According to local event organizer Deede Rothenberg, the program is open to anyone in the entire region who has lost anyone at any time and from any cause. It is scheduled to begin at 7 p.m. with the lighting of candles outdoors. Those who wish to register the names of lost loved ones to be read during the program are asked to arrive at 6:30 p.m. Following the candle lighting, the remainder of the program will be held in the Ryan Room, where refreshments will be provided.
Whether it is a child, family member or friend, Rothenberg said, a loss of anyone is very difficult, particularly at the holidays and we hope that this program will make it a little easier for them.
Compassionate Friends, according to its website, compassionatefriends.org, was founded over 40 years ago when a chaplain at the Warwickshire Hospital in England brought together two sets of grieving parents and realized that the support they gave each other was better than anything he, as a chaplain, could ever say or provide.
According to the website, this year's event will be the 16th annual World Wide Candle Lighting, which is now believed to be the largest mass candle lighting on the globe…a gift to the bereavement community from The Compassionate Friends, [which] creates a virtual 24-hour wave of light as it moves from time zone to time zone.
Rothenberg said this will be the seventh year of the local event, but its first year at the library, as it was previously held at Marywood University.
Rothenberg said she first heard of Compassionate Friends and the candle lighting shortly after loosing her oldest child in 2004.

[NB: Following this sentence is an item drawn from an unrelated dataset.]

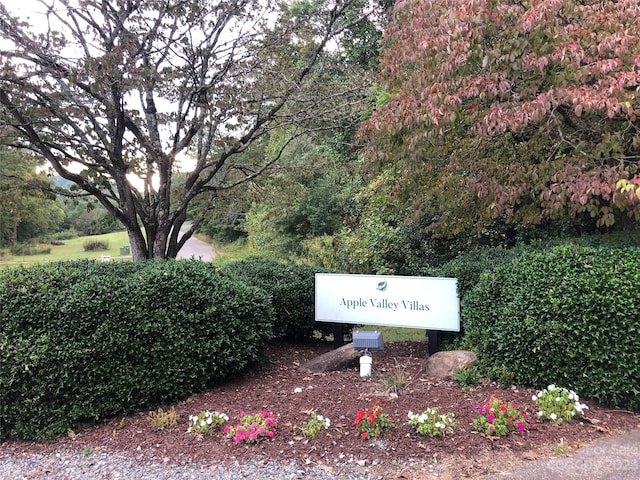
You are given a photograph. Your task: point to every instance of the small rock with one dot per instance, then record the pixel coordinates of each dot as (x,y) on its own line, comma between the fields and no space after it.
(443,364)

Our area had lost several young adults, she said, and I decided that it would be helpful for those of us in the community, both parents and friends of anyone who was no longer with us, to participate in [the event].
She said each of the previous programs had an attendance of approximately 30 people.
The reading of the list of names of those who have passed away is an important part of the program. Rothenberg said the list is continual, and names from each previous year are automatically added to the next year, even if no one re-registers them.
Remembering and honoring someone who is no longer with us is one of the few things we can still do for them, she said. This program is intended to both support those in attendance and to remember and honor those who are no longer with us.
We sometimes forget how important our community is to all of us, said Rothenberg. Our particular community is extraordinarily giving and I am so grateful that I live in such a unique place. I continue to organize this event as a way to give back to a community that has given me so much.